Remark 3.3 Under Assumption 2.1 (without imposing Assumption 2.2), we have for $l<\beta <\alpha <r$ ,

(3.4) $$ \begin{align} {\mathbb E}_\alpha[\tau_{\beta}] +{\mathbb E}_\beta[ \tau_{\alpha}] = m(E)\{ s(\alpha)-s(\beta)\}. \end{align} $$

This assertion follows by combining equation (3.2) with $x=\alpha $ , $a=\beta $ , and

(3.5) $$ \begin{align} {\mathbb E}_x[\tau_b] =\int_x^b ( s(b)-s(y)) m(dy) +( s(b)-s(x)) \int_l^x m(dy) \end{align} $$

with $x=\beta $ , $b=\alpha $ . Equation (3.5) follows from (3.2), by letting $a\downarrow l$ and using Assumption 2.1. Note that formula (3.4) appeared in Karatzas and Shreve [Reference Karatzas and Shreve9]. Also, Bertram [Reference Bertram1] has derived this formula for the OU process given in Example 2.4.

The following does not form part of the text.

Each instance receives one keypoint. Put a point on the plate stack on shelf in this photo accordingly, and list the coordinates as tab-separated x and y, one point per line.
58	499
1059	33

4 Optimal thresholds for pairs trading

In this section, we apply Theorem 3.1 to compute optimal thresholds for pairs trading. Consider the situation where the stochastic spread process $X=(X_t)_{t\ge 0}$ (2.1) is governed by the one-dimensional SDE (2.2), and that Assumptions 2.1 and 2.2 are satisfied. First, we note that the SDE (2.2) has a weak solution, which is unique in the sense of probability law (for the definition of the uniqueness of the solution of SDE in the sense of probability law, see [Reference Karatzas and Shreve9, Chapter 5]). For the proof, we refer to Karatzas and Shreve [Reference Karatzas and Shreve9], where the case $E={\mathbb R}$ was treated, which can be straightforwardly modified to apply to our situation with $E\subset {\mathbb R}$ . Next, we note that

$$ \begin{align*} X^{(x)}\underset{\text{law}}{\equiv}-X^{(-x)}, \end{align*} $$

where the superscript $(x)$ denotes the starting position of the process X, that is, $x=X_0^{(x)} \in E$ , which follows from the uniqueness of the solution of SDE (2.2) and Assumption 2.2.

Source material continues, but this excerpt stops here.